Reach for it whenever you need to reduce a fraction to lowest terms (divide numerator and denominator by their GCF), split quantities into the largest equal groups, scale a recipe or set of dimensions, or find a common stride that fits several intervals. Because it accepts a long list, it is handy when a problem involves three, four, or more numbers where doing the Euclidean algorithm by hand gets tedious.
Read the result from the large GCF figure at the top, then use the side stats to sanity-check your input. The "Parsed values" and "Count" fields show exactly which numbers the tool kept, so if you typed five values but Count says four, something was dropped. A GCF of 1 means the numbers are coprime (share no common factor beyond 1), which is normal and not an error. The LCM may display "too large" when the product exceeds safe integer precision in the browser.

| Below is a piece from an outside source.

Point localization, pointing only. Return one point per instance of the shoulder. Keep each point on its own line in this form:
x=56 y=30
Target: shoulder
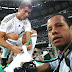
x=28 y=22
x=8 y=17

- Negative signs are ignored because a factor is always positive, so -12 is treated as 12.
- Zeros and non-integers (like 3.5) are skipped, and you need at least two valid integers for a result; if every entry is 0 the GCF is undefined.
Frequently asked questions
What is the difference between GCF and LCM?
The GCF (greatest common factor) is the largest integer that divides every number in your list evenly, while the LCM (least common multiple) is the smallest positive integer that all of them divide into. This tool reports both.
How does it handle negative numbers or zero?
Negative numbers are converted to their absolute value, since the GCF is always positive. Zeros and non-integers are ignored when computing the result, because gcd(n, 0) = n and the factor must be a whole number.
Is my data uploaded anywhere?
No — this calculator runs entirely in your browser; nothing is uploaded.
Is it free?
Yes, completely free with no sign-up and no limits.
People also ask
How do you find the GCF of three or more numbers?
Find the GCF of the first two numbers, then take the GCF of that result with the next number, and repeat through the whole list. This calculator does exactly that, reducing the numbers pairwise so any count of integers works.
What does it mean if the greatest common factor is 1?
A GCF of 1 means the numbers are coprime, or relatively prime, sharing no common divisor larger than 1. It does not mean the numbers are prime themselves; for example 8 and 9 have a GCF of 1 even though neither is prime.
Is GCF the same as GCD?
Yes. Greatest common factor (GCF), greatest common divisor (GCD), and highest common factor (HCF) are different names for the same thing: the largest integer that divides all the given numbers evenly.
How is the GCF used to simplify a fraction?
Divide both the numerator and the denominator by their GCF to get the fraction in lowest terms. For example, 18/24 has a GCF of 6, so it simplifies to 3/4.
What is the relationship between GCF and LCM?
For two numbers, the product of the GCF and the LCM equals the product of the two numbers, so LCM(a,b) = (a x b) / GCF(a,b). This tool reports both values so you can see the connection directly.
Can the greatest common factor be larger than the numbers themselves?
No. The GCF can never exceed the smallest number in the list, because a divisor of a number cannot be larger than that number. The largest possible GCF equals the smallest value, which happens when that value divides all the others.
What is the Euclidean algorithm for finding the GCF?
It repeatedly replaces the larger number with the remainder of dividing it by the smaller one until the remainder is zero; the last nonzero value is the GCF. For 18 and 12: 18 mod 12 = 6, then 12 mod 6 = 0, so the GCF is 6.
Why does the calculator ignore decimals and zeros?
A factor must be a whole number, so non-integer entries cannot have an integer GCF and are skipped. Zeros are dropped because every number divides zero, so they would not change the result for the remaining values.